The Trump administration views the 1978 opinion, the basis for long-standing U.S. opposition to expanding the settlements, as a distraction and believes any legal questions about the issue should be addressed by Israeli courts, Pompeo said.
The U.S. would not be taking a view on the legal status of any specific settlement, the American top diplomat said, leaving that task to the Israeli judicial system. The Israeli court system accepts challenges to the legality of some settlements over others and is therefore best placed to decide, Pompeo said, "the U.S. will respect decisions on the subject made by Israeli courts."
Pompeo also said that the previous American position of viewing settlements as illegal "did not advance peace."
“Calling the establishment of civilian settlements inconsistent with international law has not advanced the cause of peace,” Pompeo said. “The hard truth is that there will never be a judicial resolution to the conflict, and arguments about who is right and who is wrong as a matter of international law will not bring peace.”
Responding to questions following his remarks, he insisted this was the result of a legal analysis and review process, and rejected the notion that it was linked to domestic politics in either Israel or the U.S.
Palestinian statehood, Israeli politics
The U.S. Embassy in Israel issued a statement right after the announcement, advising embassy employees not to travel to Jerusalem's Old City, the West Bank and Gaza.
The embassy also called on Americans in Israel to take heightened security measures when traveling in Jerusalem.
"Individuals and groups opposed to the Secretary of State's recent announcement may target U.S. government facilities, U.S. private interests, and U.S. citizens," the statement said.
This echoes similar announcements made in the recent past, after a series of moves by the White House with the direct effect to weaken Palestinian efforts to achieve statehood.

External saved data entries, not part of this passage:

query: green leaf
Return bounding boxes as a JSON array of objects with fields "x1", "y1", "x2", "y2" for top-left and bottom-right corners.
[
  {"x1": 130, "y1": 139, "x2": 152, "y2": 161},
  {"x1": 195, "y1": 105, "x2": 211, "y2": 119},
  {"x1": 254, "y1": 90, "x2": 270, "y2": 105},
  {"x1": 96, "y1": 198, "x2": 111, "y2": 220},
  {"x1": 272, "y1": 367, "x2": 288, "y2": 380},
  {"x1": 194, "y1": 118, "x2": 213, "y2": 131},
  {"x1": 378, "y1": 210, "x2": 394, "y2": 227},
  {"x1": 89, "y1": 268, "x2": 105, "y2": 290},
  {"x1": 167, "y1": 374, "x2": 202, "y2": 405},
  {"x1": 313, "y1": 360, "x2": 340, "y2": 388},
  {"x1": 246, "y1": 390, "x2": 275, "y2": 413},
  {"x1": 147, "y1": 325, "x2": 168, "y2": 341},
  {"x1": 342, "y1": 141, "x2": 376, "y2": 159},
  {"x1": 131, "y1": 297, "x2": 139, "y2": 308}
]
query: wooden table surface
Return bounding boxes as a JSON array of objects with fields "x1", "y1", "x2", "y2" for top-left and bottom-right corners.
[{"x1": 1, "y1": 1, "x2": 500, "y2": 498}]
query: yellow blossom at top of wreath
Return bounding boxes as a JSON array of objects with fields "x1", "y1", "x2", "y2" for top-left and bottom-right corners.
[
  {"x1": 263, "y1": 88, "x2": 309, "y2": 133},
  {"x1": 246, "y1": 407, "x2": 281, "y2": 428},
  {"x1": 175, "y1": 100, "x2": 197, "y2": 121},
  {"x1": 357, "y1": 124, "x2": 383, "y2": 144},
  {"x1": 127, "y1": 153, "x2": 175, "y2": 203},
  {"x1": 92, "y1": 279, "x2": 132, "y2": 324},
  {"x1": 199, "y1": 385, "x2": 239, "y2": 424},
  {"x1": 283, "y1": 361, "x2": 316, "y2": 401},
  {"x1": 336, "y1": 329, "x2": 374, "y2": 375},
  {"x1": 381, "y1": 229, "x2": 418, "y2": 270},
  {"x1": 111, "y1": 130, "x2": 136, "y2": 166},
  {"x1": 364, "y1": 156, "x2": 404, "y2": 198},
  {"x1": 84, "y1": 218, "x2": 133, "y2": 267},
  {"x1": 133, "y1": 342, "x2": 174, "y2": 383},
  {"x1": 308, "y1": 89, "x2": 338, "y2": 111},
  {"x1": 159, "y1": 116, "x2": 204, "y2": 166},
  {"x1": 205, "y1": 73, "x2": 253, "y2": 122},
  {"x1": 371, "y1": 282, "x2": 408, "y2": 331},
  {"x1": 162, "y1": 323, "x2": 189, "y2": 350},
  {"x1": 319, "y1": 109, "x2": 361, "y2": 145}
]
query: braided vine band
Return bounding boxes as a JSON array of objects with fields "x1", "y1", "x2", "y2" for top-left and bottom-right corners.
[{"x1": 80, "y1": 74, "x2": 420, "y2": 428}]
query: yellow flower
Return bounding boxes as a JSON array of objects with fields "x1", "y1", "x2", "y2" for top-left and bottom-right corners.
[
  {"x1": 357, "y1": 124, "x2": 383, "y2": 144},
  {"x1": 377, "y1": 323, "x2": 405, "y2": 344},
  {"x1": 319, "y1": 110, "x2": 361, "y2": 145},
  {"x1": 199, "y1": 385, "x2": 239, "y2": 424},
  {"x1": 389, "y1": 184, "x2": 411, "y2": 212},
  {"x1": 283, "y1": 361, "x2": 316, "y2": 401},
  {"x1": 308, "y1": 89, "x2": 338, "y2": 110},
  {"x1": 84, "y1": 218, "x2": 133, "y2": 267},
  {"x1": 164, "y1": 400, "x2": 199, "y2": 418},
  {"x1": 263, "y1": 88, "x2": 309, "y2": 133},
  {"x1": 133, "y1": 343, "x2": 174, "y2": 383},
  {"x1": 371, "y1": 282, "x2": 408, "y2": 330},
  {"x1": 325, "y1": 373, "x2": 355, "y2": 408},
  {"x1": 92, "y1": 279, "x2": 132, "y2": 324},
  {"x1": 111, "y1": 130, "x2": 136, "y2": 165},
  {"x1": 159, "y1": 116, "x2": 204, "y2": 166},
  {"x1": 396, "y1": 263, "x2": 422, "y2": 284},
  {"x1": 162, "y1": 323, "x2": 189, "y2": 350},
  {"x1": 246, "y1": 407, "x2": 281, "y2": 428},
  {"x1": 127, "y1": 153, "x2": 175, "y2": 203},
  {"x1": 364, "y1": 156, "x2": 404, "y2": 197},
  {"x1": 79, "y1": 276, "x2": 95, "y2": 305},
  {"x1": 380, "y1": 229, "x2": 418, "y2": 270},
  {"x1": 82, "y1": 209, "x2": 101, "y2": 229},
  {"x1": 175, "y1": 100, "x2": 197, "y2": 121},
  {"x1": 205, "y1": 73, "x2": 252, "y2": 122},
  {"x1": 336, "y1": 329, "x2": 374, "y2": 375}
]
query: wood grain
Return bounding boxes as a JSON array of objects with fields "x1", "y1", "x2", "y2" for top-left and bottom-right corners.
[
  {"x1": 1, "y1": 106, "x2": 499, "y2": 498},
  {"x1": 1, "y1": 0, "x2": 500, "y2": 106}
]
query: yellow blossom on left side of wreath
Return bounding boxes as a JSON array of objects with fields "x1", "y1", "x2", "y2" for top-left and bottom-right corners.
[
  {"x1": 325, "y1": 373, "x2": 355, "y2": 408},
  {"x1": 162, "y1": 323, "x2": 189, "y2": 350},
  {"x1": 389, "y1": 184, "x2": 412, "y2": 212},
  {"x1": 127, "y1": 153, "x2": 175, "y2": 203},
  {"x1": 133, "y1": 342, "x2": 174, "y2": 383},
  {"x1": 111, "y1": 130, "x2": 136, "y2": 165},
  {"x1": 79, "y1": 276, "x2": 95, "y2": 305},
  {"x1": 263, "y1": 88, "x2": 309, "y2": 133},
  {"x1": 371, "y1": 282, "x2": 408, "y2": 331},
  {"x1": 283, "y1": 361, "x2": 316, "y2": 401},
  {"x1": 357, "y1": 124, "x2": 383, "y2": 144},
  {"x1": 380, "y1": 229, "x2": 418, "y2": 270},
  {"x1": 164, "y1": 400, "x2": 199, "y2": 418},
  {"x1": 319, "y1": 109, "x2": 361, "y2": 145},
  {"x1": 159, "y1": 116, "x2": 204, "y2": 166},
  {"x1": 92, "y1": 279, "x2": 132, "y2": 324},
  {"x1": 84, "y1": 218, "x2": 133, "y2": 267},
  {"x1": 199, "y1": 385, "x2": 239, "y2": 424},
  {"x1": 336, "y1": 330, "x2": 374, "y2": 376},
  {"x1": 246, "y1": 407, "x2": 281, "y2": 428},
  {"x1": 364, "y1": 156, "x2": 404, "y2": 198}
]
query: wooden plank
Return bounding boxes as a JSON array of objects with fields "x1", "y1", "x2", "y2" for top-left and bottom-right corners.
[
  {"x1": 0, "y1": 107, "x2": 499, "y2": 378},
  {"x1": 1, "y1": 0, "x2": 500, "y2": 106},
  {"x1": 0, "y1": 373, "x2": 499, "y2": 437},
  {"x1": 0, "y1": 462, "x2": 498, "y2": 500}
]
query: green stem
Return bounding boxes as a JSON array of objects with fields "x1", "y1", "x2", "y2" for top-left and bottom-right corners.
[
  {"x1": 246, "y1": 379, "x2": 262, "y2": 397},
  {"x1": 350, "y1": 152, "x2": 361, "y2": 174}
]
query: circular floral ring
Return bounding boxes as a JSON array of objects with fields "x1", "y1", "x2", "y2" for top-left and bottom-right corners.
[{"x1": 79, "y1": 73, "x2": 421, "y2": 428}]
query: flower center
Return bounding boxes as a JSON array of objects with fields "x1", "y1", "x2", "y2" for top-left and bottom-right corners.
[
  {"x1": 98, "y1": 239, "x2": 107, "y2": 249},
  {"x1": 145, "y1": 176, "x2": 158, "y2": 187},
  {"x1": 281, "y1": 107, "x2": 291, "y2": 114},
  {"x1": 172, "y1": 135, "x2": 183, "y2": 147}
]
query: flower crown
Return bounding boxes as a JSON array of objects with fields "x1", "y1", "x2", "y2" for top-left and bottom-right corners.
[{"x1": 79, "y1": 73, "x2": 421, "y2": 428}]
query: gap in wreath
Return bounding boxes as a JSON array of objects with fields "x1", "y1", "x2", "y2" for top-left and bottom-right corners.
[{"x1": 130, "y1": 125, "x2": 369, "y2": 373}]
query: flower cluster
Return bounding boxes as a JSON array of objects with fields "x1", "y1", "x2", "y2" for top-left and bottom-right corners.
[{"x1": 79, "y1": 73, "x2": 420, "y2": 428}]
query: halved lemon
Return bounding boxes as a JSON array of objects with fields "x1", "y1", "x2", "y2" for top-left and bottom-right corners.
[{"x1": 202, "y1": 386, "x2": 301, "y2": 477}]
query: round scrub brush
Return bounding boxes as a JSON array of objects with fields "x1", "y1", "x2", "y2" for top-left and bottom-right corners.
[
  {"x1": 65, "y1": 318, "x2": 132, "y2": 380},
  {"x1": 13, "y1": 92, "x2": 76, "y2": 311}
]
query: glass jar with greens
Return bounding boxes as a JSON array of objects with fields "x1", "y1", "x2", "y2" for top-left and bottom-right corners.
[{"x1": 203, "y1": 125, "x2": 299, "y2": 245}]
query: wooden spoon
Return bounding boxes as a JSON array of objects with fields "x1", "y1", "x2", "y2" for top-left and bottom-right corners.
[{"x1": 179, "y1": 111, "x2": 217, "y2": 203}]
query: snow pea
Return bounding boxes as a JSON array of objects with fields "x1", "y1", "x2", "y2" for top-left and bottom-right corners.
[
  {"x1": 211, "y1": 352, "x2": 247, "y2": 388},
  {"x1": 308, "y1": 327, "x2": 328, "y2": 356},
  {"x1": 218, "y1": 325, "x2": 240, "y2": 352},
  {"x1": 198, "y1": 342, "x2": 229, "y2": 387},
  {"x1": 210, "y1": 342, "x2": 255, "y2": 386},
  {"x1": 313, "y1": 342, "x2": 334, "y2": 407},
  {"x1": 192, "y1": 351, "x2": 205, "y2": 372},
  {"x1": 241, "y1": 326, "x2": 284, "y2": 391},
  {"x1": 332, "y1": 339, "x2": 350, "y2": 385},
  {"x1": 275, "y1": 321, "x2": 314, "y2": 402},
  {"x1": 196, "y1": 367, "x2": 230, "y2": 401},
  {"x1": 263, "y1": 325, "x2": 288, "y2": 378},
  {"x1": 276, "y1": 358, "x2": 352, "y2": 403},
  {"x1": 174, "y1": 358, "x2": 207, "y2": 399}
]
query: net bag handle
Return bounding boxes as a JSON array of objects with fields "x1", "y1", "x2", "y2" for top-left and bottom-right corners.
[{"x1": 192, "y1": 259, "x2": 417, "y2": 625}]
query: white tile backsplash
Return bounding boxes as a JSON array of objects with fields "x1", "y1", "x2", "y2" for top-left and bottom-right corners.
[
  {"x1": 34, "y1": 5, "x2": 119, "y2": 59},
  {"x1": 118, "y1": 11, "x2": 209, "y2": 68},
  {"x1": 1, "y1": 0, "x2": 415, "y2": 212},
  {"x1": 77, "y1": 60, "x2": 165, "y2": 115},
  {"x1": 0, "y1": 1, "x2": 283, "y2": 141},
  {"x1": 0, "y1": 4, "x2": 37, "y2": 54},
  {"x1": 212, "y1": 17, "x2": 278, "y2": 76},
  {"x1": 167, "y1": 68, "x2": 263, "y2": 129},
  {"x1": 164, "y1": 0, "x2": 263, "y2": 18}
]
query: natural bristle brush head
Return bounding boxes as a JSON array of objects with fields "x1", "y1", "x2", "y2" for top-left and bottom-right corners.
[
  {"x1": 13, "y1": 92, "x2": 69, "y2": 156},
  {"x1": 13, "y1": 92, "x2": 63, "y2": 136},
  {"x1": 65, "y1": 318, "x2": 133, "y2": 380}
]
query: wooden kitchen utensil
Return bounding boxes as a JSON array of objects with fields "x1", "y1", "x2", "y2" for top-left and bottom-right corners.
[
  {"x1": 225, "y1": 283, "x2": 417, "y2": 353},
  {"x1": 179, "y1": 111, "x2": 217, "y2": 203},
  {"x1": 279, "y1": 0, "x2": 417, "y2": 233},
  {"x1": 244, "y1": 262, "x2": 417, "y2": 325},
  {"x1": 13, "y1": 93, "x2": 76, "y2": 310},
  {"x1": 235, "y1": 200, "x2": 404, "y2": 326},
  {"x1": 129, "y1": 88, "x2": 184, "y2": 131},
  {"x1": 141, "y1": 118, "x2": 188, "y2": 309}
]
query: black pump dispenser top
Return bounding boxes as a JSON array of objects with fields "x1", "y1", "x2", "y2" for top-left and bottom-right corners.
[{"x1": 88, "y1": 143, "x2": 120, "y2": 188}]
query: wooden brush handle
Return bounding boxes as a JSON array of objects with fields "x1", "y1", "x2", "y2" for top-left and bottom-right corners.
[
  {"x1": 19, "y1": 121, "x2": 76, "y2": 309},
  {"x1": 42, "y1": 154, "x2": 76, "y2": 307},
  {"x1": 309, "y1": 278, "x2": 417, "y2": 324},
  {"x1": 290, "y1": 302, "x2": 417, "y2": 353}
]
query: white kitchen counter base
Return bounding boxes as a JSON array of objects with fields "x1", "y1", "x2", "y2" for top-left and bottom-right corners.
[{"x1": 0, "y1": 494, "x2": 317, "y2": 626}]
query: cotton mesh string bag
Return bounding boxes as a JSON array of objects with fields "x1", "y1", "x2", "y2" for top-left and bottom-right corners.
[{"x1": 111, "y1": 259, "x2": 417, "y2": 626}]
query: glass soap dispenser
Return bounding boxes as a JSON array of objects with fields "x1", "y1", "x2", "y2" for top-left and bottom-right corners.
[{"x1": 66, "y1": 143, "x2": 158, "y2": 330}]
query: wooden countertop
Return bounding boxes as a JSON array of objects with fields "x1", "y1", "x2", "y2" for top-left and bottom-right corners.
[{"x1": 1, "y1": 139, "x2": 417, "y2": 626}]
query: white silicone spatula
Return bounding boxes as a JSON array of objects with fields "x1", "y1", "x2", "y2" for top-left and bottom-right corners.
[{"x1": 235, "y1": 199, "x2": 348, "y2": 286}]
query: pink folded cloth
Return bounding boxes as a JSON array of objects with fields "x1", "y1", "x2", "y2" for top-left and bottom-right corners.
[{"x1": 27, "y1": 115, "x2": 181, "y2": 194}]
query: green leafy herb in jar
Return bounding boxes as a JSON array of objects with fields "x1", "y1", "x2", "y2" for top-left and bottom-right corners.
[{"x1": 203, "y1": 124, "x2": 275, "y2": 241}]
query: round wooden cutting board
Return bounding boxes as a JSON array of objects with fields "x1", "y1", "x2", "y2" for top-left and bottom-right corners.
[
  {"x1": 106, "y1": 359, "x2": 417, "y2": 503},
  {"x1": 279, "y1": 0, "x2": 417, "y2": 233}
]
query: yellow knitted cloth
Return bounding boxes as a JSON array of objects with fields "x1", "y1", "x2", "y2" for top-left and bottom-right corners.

This includes President Donald Trump’s decision to recognize Jerusalem as Israel’s capital, the movement of the U.S. Embassy to that city and the closure of the Palestinian diplomatic office in Washington.
The 1978 legal opinion on settlements is known as the Hansell Memorandum. It had been the basis for more than 40 years of carefully worded U.S. opposition to settlement construction that had varied in its tone and strength depending on the president’s position.
In the final days of the Obama administration, the U.S. allowed the UN Security Council to pass a resolution declaring the settlements a “flagrant violation” of international law.
The Palestinians and most of the world say the settlements undermine hopes for a two-state solution by gobbling up land sought by the Palestinians. It is unclear what further consequences this will have on the administration’s oft-promised peace plan, which is unlikely to gather much-needed international support by endorsing a position contrary to the global consensus.
Key people at the very heart of the Trump administration are known as staunch supporters of the settlement enterprise, including U.S. Ambassador to Israel David Friedman and big Trump donor Sheldon Adelson. Friedman was a major fundraiser for the settlements before taking his current role.
The anti-settlement monitoring group Peace Now, along with AP reporting, has found a sharp increase in settlement planning and construction since Trump took office.
The shift is a victory for Netanyahu, a longtime advocate of the settlements, an Israeli political official told Haaretz that Prime Minister Benjamin Netanyahu had a direct hand in bringing about the Pompeo announcement and “had been dealing with the issue for several months.”
It may be taken by Netanyahu and the settlement movement as a green light for additional construction, or even annexation, of lands claimed by the Palestinians for a future state.
The Netanyahu government was dealt a blow just last week when the European Court of Justice ruled products made in Israeli settlements must be labeled as such. Netanyahu is fighting for his political survival after he was unable to form a coalition government following two elections this year.
The embattled prime minister is now anxiously waiting to see if his chief rival, Benny Gantz, can put together a coalition. If Gantz fails, the country could be forced into a third election with Netanyahu facing the distraction of a trial.